Two vulnerabilities in popular AI development framework Chainlit could enable attackers to read arbitrary files and database content from servers. If left unpatched, the flaws could allow attackers to leak API keys and other secret tokens to facilitate lateral movement inside the organization’s infrastructure.
“These vulnerabilities can be triggered with no user interaction,” researchers from security firm Zafran said in a report on the Chainlit flaws. “Zafran confirmed the vulnerabilities in real-world, internet-facing applications operated by major enterprises.”
Chainlit is a Python-based package for building AI apps with chatbot interfaces. It handles authentication and offers integrations with various backend systems, databases, and cloud services. With over 5 million downloads in the past year from the Python Index (PyPI), Chainlit is often mentioned in tutorials for building user-facing interfaces for RAG systems and other LLM-powered apps.
The two vulnerabilities, tracked as CVE-2026-22218 and CVE-2026-22219, were fixed in version 2.9.4, released last month. The release notes at the time mentioned a “security vulnerability fix” but no other details until the advisory was released this week.
Arbitrary file reads through custom elements
The first vulnerability (CVE-2026-22218) is located in the framework’s Element class. In Chainlit, elements are pieces of content that can be attached to a message, for example images, PDF files, videos, audio files, and dataframes, among others.
The framework’s Element class also supports a custom type for displaying JavaScript XML (JSX) files inside a message. JSX files extend JavaScript’s syntax to display HTML and are commonly used by libraries such as React.

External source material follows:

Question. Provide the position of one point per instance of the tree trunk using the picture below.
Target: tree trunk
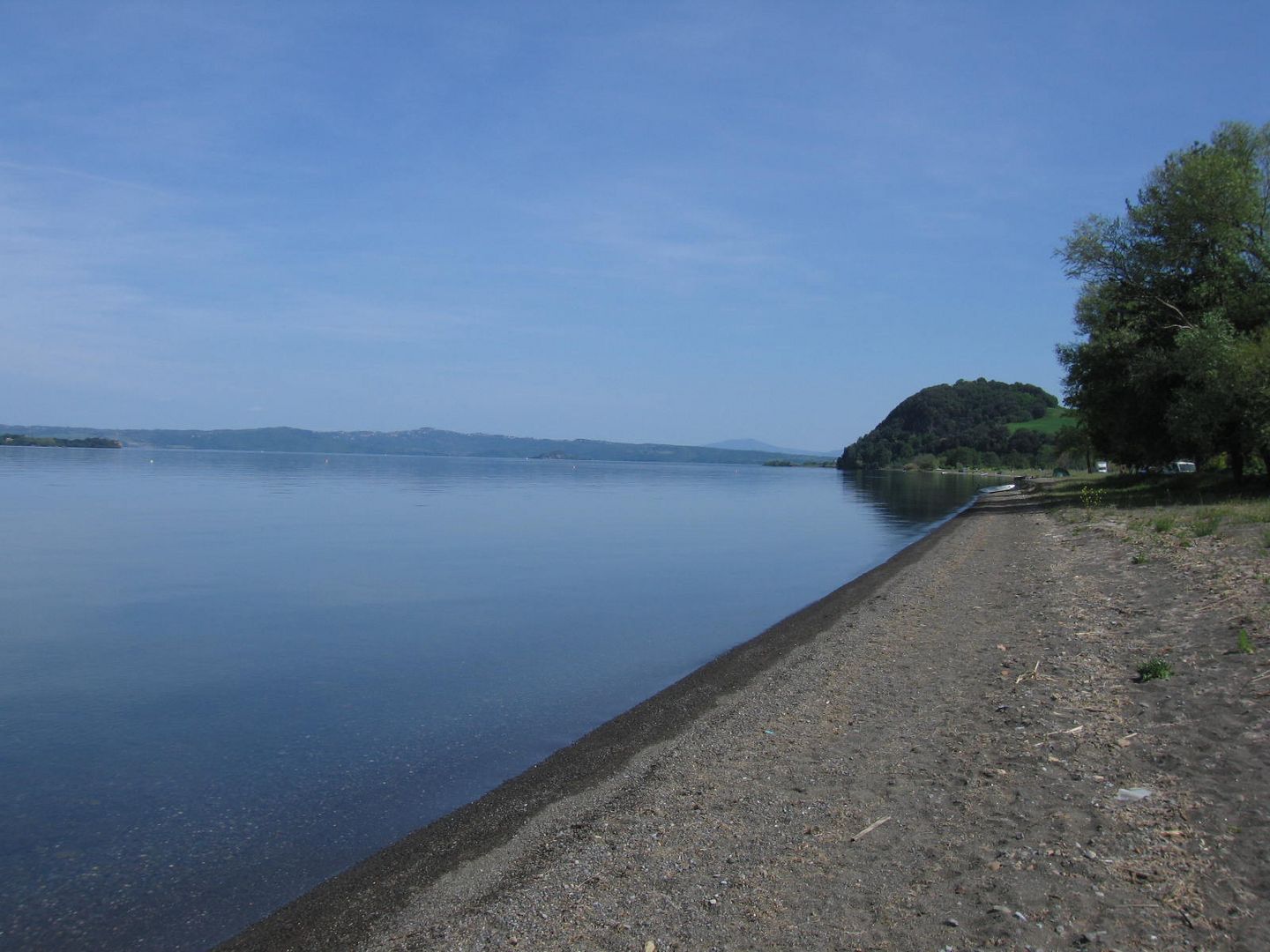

The Zafran researchers discovered that this custom element gives attackers control over all its properties, because it does not validate the fields. For example, if attackers send a custom element with the path property set to any file on the server, the file will be returned to the user session.

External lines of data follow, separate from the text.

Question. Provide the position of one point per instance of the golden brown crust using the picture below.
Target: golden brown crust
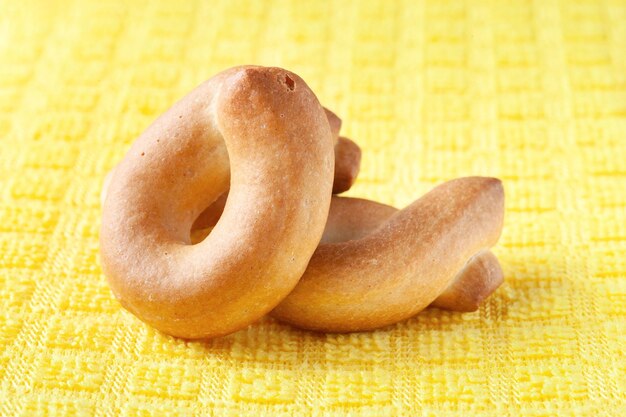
(347, 164)
(473, 284)
(270, 123)
(402, 266)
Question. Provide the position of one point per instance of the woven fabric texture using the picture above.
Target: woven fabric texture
(531, 92)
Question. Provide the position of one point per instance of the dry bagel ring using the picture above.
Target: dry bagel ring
(347, 165)
(355, 218)
(271, 123)
(401, 267)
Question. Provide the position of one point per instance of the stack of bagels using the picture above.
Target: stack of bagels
(251, 158)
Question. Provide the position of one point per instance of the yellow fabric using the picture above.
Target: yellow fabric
(531, 92)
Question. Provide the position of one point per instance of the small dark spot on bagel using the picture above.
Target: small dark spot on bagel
(291, 84)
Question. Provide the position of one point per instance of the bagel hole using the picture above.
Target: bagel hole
(290, 83)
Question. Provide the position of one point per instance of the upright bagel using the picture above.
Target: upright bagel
(278, 157)
(403, 264)
(355, 218)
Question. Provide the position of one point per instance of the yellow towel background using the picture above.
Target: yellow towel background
(531, 92)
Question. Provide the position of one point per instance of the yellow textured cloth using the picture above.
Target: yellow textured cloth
(531, 92)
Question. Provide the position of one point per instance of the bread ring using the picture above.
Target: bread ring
(401, 266)
(355, 218)
(271, 124)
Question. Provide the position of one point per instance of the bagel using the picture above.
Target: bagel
(261, 132)
(352, 219)
(397, 268)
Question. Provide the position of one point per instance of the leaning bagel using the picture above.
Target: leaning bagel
(353, 219)
(278, 160)
(404, 264)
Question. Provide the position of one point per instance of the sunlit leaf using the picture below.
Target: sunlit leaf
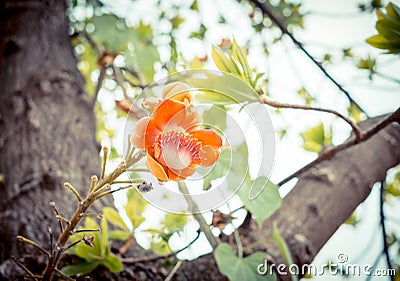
(316, 138)
(224, 62)
(283, 247)
(135, 207)
(160, 247)
(260, 204)
(120, 235)
(220, 169)
(240, 55)
(114, 217)
(82, 267)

Because of this, the flaw allows attackers to read any arbitrary file from the server, plenty of which could include sensitive information. For example, the /proc/self/environ file is used to store environment variables, and these can contain API keys, credentials, internal file paths, database paths, tokens for AWS and other cloud services, and even CHAINLIT_AUTH_SECRET, a secret that’s used to sign authentication tokens when authentication is enabled.
On top of that, if LangChain is used as the orchestration layer behind Chainlit and caching is enabled, user prompts sent to the LLM and the corresponding responses are saved to a file called .chainlit/.langchain.db. This file stores prompts across users and tenants, so attackers could exfiltrate it periodically to obtain sensitive information. Zafran’s proof-of-concept exploit involved leaking this file.

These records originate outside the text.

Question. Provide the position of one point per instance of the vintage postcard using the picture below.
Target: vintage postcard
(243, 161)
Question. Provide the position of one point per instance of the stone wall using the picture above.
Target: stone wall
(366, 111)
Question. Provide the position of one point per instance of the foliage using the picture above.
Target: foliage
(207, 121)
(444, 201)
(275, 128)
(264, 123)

Cross-site request forgery
The second vulnerability (CVE-2026-22218) uses the same custom element as an attack vector but exploits it in a different way, through the URL property. By setting this field, attackers can force the server to trigger a request to the specified URL to fetch its contents and save it in the database.
Chainlit uses PostgreSQL by default but can also use SQLAlchemy with different backends such as SQLite or cloud storage providers such as AWS S3 or Azure Blobs. By exploiting this vulnerability, attackers can trigger a cross-site request forgery (SSRF) to obtain credentials.
“If Chainlit is deployed on an AWS EC2 instance with IMDSv1 enabled, the SSRF vulnerability can be used to access http://169.254.169.254/latest/meta-data/iam/security-credentials/ and retrieve role endpoints, allowing lateral movement within the cloud account,” the researchers said.
By combining these two flaws, attackers can extract a lot of information and credentials but also the database itself or source code files from the application that might contain custom code.
“Once cloud credentials or IAM tokens are obtained from the server, the attacker is no longer limited to the application,” the researchers wrote in their report. “They gain access to the cloud environment behind it. Storage buckets, secrets managers, LLM, internal data, and other cloud resources may become accessible to an attacker.”
The Zafran report contains signatures for the Snort network intrusion detection system and for the Cloudflare web application firewall, which can be used to block attack attempts until the applications are updated to a patched Chainlit version.